Él se encogió de hombros y se apartó un poco de mí. Recorrió con el dedo una línea muy fina que atravesaba la cara interna del brazo izquierdo.
– Apenas se notan – comentó, mientras acercaba mi brazo a la lámpara de su mesita de noche –. Apostaría a que solo puedo verlas por lo pálida que estás. Y se nota que son muy viejas.
– Cuatro años – respondí, encogiéndome de hombros –. Fue una mala época.
Él no dijo nada. Tenía los ojos fijos en el techo, esos ojos oscuros como el mar en las tormentas. Era el azul más nítido que había visto desde Gabriel, azul oscuro, grisáceo. Como dos pozos azules, como un océano donde podría ahogarme. Conor tenía los ojos oceánicos y al final descubrí que aunque era imposible encontrar nada al fondo de ellos, sí que podrías ahogarte allí.

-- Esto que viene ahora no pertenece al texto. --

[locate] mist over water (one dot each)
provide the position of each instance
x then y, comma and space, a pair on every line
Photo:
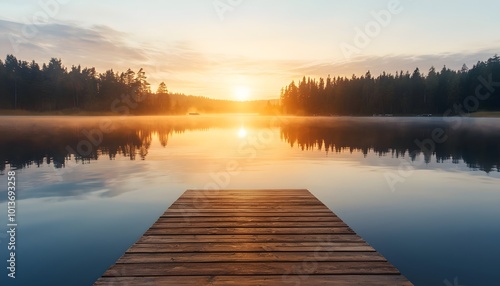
88, 187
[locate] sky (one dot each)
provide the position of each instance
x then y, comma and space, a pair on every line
250, 49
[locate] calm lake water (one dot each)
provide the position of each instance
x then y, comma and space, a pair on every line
424, 192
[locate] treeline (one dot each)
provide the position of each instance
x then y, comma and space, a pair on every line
52, 87
438, 92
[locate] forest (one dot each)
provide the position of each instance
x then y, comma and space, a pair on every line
447, 91
53, 87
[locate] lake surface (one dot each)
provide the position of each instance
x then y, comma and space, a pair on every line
424, 192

– Todos buscamos a alguien cuyos demonios se entiendan con los nuestros – susurré en español, en voz muy baja.
Bajó los ojos del techo para mirarme a la cara, me apoyó una mano en la mejilla y fue bajándola hacia el cuello, los hombros, la espalda. Cerré los ojos y ladeé la cabeza para disfrutar de la sensación.
– ¿Qué significa eso? – preguntó, y yo me encogí suavemente de hombros.

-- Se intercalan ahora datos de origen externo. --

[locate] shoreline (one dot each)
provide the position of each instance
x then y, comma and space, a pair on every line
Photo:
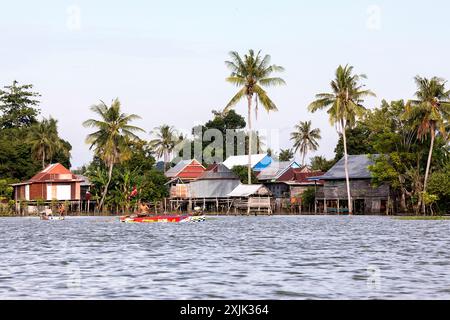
399, 217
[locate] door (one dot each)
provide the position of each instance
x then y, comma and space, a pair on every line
49, 192
63, 192
27, 192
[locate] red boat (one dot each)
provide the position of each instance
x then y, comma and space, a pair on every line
161, 219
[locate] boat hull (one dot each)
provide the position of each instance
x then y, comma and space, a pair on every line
162, 219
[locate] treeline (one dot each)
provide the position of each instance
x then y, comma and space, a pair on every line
26, 143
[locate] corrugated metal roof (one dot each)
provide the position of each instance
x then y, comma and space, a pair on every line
180, 166
52, 173
246, 190
358, 168
85, 180
219, 172
276, 170
172, 172
234, 161
209, 189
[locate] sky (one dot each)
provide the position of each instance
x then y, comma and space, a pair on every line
164, 60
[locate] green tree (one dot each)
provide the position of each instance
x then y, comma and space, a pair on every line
431, 110
111, 140
165, 138
45, 142
344, 105
320, 163
242, 173
358, 141
18, 106
252, 73
305, 139
308, 198
439, 185
286, 155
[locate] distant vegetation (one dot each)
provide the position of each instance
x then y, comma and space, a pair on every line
409, 137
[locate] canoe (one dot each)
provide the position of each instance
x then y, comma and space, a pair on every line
52, 218
162, 219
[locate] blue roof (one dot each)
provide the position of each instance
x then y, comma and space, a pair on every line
358, 168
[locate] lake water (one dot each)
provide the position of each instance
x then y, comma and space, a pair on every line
225, 258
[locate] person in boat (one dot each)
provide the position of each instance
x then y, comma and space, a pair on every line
143, 209
62, 209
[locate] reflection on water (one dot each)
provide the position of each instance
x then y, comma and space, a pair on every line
225, 258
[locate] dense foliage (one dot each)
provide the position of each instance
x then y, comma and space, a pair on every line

– Es una frase que leí hace mucho tiempo en alguna parte. Nunca logré encontrar al autor, pero se me quedó clavada en la cabeza. Fue en la época de... eso – dije, haciendo un gesto hacia mi brazo izquierdo –. Ni siquiera duró mucho. Fueron unos meses. Pero pensaba en eso a menudo.

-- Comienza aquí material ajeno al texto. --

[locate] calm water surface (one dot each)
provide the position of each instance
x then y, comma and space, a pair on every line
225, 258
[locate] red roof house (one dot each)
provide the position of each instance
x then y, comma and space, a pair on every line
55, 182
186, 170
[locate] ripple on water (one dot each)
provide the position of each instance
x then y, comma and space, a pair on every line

– No hablo español, Luna – respondió él, ligeramente irritado –. ¿Qué significa?
– Que todos buscamos a alguien que haya pasado por lo mismo que nosotros, a alguien que pueda entender cómo nos sentimos por todo por lo que hemos pasado – le expliqué, pues me parecía que traducir la frase sería ridículo –. Todo lo que vivimos deja una cicatriz, ¿sabes? No de este tipo...
– De este – me interrumpió él, tocándose la sien –. Estudio Psicología, Luna. Sé de qué me está hablando. Y creo que tienes razón.
– Mis demonios son demasiado incluso para mí – suspiré –. Mi vida no ha sido realmente tan complicada, pero... yo la he hecho una locura. Soy un desastre, Con. Un desastre tremendo.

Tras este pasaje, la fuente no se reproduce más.